Resta indispensabile la lettura dei “segni dei tempi”, per saper distinguere il “già”, così come il “non ancora”. Come Chiesa non ne siamo esentati, non siamo degli arrivati che osservano e giudicano il cammino altrui da una posizione privilegiata. Le esigenze del regno ci riguardano in pieno.

Dentro la Chiesa e al di fuori possiamo riconoscere tendenze contrastanti. Nella comunità cristiana è cresciuta l’attenzione per la Parola di Dio, c’è una maggiore ricerca di esperienze spiritualmente significative, ci sono laici formati e pronti a una vera corresponsabilità. D’altra parte ci sono anche spinte clericali e il freno posto alle istanze di rinnovamento. Nella società, ci sono contesti in cui è elevata la sensibilità per l’ambiente, per le persone svantaggiate e fragili, per la giustizia. Fanno da contraltare le spinte all’imbarbarimento della cultura, dei rapporti economici e di quelli sociali, per cui tanti si rifugiano in un tribalismo che riconosce solo i propri simili e vede i diversi come nemici. Siamo in mezzo a un guado, dove non sembra esserci uno sbocco univoco, anche se è diffuso il clima di angoscia per i “tempi difficili” che stiamo attraversando.

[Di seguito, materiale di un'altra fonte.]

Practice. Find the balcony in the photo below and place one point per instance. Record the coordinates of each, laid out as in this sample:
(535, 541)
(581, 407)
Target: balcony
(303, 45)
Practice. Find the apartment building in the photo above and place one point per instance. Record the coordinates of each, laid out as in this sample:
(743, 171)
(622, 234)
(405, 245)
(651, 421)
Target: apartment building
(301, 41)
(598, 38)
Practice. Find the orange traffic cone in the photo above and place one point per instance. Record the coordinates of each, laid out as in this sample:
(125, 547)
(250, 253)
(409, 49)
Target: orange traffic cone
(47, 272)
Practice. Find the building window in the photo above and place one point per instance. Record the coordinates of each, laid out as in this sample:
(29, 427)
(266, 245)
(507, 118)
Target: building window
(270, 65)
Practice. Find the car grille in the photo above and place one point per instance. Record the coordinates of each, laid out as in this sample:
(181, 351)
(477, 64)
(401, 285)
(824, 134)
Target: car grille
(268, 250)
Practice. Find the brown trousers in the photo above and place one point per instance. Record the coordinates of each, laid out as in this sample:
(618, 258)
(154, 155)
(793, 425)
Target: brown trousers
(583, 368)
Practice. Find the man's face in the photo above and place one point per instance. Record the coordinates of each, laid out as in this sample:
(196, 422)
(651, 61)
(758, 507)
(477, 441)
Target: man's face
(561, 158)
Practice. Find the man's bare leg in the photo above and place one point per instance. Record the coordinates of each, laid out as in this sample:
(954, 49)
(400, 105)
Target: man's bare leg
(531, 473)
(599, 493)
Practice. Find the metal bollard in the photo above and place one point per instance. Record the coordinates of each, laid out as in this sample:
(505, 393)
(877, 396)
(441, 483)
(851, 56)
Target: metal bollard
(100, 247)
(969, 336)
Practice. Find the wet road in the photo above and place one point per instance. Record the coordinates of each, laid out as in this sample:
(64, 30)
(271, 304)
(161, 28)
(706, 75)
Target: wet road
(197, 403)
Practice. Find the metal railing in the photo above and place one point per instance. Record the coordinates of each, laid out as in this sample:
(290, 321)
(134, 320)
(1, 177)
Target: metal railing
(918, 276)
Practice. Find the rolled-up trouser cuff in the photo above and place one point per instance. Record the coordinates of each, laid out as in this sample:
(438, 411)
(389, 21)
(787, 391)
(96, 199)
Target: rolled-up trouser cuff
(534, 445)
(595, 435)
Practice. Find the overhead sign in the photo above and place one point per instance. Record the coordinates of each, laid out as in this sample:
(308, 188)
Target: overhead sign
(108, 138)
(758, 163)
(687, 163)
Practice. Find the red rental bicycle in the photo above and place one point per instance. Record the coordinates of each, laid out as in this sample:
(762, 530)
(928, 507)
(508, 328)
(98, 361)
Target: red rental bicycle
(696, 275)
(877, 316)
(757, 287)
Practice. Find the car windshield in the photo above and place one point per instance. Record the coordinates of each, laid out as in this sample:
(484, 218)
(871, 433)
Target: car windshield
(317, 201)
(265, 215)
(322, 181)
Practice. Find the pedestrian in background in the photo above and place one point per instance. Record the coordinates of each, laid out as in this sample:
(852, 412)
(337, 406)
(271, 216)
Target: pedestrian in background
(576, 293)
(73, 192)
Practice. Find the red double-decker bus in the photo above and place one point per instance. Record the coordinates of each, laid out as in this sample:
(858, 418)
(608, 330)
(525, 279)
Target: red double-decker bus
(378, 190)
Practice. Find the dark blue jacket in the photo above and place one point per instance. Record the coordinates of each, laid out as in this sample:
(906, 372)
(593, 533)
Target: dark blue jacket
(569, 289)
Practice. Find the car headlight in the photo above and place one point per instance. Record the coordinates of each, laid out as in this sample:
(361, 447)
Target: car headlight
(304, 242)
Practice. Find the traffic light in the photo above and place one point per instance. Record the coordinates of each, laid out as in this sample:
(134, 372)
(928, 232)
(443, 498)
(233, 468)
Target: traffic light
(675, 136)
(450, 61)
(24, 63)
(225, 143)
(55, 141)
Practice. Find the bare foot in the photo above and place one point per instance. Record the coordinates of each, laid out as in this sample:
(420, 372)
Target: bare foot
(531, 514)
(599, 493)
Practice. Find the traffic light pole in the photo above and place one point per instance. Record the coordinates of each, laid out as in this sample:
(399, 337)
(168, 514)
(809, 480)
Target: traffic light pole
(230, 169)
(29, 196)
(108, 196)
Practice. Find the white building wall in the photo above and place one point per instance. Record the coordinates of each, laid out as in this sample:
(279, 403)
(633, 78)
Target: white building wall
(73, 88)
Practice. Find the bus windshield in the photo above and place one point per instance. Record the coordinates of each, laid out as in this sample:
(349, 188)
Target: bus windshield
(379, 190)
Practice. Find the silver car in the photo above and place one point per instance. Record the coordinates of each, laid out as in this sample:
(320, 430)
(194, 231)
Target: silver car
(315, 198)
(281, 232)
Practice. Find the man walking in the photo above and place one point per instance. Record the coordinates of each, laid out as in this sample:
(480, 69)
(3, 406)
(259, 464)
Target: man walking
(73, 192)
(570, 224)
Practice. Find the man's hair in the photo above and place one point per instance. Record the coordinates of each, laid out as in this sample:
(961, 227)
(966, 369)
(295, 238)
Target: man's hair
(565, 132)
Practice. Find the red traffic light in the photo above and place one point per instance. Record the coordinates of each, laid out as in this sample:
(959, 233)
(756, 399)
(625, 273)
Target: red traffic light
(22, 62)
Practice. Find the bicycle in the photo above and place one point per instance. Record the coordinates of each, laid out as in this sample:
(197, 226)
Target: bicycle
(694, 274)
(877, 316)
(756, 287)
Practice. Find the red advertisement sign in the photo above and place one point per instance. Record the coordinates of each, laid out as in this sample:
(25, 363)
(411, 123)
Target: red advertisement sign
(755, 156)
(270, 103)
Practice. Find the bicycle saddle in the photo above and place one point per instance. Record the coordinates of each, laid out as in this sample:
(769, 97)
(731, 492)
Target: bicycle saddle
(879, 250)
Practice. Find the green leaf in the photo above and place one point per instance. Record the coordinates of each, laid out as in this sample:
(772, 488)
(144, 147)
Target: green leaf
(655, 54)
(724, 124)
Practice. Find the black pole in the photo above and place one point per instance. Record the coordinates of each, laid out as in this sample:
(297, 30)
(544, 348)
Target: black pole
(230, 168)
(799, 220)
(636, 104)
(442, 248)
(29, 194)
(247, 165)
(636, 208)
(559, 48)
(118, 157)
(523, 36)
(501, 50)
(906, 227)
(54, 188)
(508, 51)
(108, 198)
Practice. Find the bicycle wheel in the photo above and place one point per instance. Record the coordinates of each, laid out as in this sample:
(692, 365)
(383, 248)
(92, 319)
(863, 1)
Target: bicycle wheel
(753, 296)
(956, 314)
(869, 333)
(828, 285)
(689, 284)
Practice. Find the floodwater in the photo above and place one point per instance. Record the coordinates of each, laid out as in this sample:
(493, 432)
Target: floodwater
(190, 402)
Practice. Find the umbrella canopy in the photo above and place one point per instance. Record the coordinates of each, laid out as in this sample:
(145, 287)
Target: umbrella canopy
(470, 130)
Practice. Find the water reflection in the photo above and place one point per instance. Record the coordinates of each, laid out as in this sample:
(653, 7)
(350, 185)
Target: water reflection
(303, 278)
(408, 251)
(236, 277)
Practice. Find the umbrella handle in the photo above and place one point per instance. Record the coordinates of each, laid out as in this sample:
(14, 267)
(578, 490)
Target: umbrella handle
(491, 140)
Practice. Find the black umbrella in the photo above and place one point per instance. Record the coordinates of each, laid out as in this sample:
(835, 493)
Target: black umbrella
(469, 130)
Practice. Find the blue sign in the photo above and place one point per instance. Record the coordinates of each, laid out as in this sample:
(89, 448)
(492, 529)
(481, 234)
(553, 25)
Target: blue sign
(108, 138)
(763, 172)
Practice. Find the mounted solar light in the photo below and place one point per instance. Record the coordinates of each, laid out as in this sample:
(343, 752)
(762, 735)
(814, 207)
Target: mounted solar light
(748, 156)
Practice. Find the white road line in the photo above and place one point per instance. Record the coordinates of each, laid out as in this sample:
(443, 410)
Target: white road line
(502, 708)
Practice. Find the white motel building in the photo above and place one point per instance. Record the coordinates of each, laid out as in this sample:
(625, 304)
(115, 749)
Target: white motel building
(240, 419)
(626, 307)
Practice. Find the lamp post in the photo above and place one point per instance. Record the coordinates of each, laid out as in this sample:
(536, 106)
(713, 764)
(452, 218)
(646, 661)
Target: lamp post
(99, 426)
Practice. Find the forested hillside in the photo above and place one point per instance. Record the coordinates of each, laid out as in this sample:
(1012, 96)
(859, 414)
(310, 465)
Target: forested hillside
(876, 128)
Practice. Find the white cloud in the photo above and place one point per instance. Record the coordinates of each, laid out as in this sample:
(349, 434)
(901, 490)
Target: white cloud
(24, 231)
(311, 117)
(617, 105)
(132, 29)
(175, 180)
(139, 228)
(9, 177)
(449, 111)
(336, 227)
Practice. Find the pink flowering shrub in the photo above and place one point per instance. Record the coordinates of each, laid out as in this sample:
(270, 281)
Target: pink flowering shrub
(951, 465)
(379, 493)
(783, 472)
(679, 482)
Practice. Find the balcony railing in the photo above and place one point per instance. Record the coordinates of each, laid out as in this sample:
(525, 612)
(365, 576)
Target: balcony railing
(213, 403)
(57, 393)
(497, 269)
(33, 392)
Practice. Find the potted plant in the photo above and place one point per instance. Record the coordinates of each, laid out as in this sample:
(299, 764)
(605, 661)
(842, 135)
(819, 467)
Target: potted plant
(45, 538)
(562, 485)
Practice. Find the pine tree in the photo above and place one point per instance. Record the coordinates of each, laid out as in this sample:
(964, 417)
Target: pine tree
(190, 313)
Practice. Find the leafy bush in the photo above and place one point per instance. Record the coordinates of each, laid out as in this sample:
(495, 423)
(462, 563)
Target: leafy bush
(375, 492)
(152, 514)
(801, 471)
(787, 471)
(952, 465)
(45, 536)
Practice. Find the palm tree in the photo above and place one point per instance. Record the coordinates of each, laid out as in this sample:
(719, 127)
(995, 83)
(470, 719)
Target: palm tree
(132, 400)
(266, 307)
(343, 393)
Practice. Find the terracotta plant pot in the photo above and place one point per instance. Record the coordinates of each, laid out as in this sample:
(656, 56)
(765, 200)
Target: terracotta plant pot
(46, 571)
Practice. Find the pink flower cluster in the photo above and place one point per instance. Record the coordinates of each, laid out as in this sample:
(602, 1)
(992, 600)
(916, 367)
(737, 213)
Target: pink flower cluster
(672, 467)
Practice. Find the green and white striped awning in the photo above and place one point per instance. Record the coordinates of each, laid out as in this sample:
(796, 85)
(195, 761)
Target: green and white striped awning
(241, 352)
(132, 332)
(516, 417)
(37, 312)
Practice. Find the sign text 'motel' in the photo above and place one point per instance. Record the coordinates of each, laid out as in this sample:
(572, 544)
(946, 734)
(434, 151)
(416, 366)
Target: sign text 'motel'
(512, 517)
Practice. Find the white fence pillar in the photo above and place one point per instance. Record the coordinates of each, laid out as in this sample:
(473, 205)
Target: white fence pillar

In uno scenario del genere, la comunità cristiana è chiamata a una revisione di vita che consenta di maturare parole e gesti profetici. È ciò di cui si sente maggiormente la mancanza. Si tratta di riconoscere il bene che c’è dovunque, cogliendo ciò che lo Spirito suscita al di fuori dei confini posti dagli esseri umani, senza però omologarsi a mode e mentalità estranee al Vangelo.

Nella confusione generale, non è facile riconoscere la strada giusta. Si rischia di rinchiudersi nel particolarismo delle proprie “isole felici” o di assecondare tentazioni identitarie e nostalgie di riconquista. Si può trovare una guida in queste parole di frère Roger, il fondatore di Taizé: «Senza fiducia siamo vivi a metà».

L’annuncio del Regno da parte di Gesù voleva suscitare fiducia e speranza. Vanno nella stessa direzione i messaggi e le scelte operative che alimentano la fiducia. In tutti, senza confini di appartenenze confessionali, etniche, nazionali o politiche. Annunciare il Regno significa annunciare fiducia per tutti – quale che sia la loro condizione, fosse anche la più misera – e agire di conseguenza.